DXRR
- Davao City; Philippines;
- Broadcast area: Metro Davao and surrounding areas
- Frequency: 101.1 MHz

Programming
- Format: Silent

Ownership
- Owner: ABS-CBN Corporation
- Sister stations: DXAS-TV DXAB-AM DXAB-TV

History
- First air date: 1980s
- Last air date: May 5, 2020 (broadcast franchise lapsed/expired)
- Former call signs: DXIO (1980s-1992)
- Former names: X101 (1980s-1992) Radio Romance (1992-1995) Star Radio (1995-1997) ABS-CBN Radio (1997-2001) My Only Radio (2001-2020)

Technical information
- Licensing authority: NTC

= DXRR (Davao City) =

Defunct radio station in Davao City, Philippines

MOR 101.1 Davao Final logo 2018 to 2020.

DXRR (101.1 FM) was a radio station owned and operated by ABS-CBN Corporation. The station's studios and transmitter were located at the ABS-CBN Broadcast Center, Shrine Hills, Matina, Davao City.

==History==
The station was launched in the 1980s under Trans-Radio Broadcasting Corporation, owned by Emilio Tuason— the original owner of Manila’s 99.5 RT. It adopted 99.5 RT’s format and iconic slogan, “The Rhythm of the City,” which X101 also embraced.

On January 25, 1992, ABS-CBN took over the station, turning it into a relay for Manila’s Radio Romance. It was relaunched on February 16, 1995, as Star Radio 101.1 with a mass-based format. In 1997, following the creation of the Regional Network Group (RNG), it was rebranded as ABS-CBN Radio 101.1. On July 14, 2001, coinciding with the Cagayan de Oro station’s 8th anniversary, it adopted the MOR 101.1 For Life! brand as part of RNG’s rebranding. Since then, it became one of the top radio stations in the city.

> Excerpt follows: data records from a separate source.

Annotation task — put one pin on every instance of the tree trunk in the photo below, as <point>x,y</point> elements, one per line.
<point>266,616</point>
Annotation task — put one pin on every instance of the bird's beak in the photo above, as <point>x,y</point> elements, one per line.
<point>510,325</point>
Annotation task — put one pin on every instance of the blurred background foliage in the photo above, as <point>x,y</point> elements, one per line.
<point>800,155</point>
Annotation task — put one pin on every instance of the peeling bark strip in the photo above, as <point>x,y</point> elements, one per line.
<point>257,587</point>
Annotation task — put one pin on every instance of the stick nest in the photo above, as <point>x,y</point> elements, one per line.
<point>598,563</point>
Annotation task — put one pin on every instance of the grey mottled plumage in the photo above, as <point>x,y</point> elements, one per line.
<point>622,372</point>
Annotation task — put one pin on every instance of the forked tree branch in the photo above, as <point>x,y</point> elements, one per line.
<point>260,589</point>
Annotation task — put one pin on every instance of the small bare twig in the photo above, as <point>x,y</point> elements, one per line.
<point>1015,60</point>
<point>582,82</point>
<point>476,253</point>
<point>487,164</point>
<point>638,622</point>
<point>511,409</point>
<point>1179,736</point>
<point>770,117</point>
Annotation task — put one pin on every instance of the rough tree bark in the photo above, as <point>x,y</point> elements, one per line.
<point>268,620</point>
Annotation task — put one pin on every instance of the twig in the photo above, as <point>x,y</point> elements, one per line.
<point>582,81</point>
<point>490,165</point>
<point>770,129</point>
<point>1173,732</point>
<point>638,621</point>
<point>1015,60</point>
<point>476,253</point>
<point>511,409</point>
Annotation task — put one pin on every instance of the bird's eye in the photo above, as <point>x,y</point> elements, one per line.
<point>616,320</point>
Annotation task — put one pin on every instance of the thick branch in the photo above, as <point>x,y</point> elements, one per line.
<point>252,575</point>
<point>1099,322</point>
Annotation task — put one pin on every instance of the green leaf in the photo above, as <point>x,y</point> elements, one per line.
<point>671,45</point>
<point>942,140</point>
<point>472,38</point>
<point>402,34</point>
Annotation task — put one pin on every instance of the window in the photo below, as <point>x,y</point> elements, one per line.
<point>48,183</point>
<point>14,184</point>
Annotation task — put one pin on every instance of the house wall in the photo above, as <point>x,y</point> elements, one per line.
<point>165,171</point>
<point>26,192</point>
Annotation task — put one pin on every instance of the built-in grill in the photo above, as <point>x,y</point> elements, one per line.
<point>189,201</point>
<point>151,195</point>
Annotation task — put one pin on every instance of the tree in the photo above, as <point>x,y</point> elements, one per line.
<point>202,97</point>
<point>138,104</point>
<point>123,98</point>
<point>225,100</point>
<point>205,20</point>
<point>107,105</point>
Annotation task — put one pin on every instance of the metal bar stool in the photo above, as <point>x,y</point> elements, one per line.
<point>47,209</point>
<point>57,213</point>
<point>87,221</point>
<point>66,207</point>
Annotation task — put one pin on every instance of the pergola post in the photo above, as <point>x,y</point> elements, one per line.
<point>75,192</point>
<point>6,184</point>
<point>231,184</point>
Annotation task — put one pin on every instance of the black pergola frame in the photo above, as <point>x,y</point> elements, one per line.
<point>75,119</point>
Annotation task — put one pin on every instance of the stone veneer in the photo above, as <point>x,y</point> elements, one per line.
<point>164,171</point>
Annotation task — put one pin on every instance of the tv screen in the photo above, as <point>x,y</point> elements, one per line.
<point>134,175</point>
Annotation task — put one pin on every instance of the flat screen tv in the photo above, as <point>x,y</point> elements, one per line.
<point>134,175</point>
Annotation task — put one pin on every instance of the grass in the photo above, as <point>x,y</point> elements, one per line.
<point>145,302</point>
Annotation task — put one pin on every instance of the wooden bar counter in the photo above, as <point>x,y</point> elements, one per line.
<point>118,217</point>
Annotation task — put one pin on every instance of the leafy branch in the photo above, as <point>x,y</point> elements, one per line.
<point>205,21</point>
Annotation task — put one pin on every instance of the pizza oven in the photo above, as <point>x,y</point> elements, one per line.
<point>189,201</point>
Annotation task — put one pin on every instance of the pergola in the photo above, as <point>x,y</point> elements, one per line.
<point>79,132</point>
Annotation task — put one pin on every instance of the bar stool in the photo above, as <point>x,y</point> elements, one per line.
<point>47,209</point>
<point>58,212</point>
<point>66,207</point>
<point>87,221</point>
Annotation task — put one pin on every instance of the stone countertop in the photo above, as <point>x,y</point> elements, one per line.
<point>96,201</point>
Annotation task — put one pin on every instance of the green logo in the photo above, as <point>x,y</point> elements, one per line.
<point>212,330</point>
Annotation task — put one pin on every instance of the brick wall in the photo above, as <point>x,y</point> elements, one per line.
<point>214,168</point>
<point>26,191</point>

On May 5, 2020, along with other My Only Radio stations, it went off the air following a National Telecommunications Commission cease and desist order after ABS-CBN’s legislative franchise expired the previous day. The station continues to operate online. Since 2021, some of its former program plugs and stingers have been used by 94.7 Power Radio (later rebranded as Max FM), where former DJ Inday Seryaka moved.

This frequency was used by the Berean Bible Baptist Church of Ecoland as 101.1 Anchor Radio from 2023 until it moved to 105.9 FM since 2025.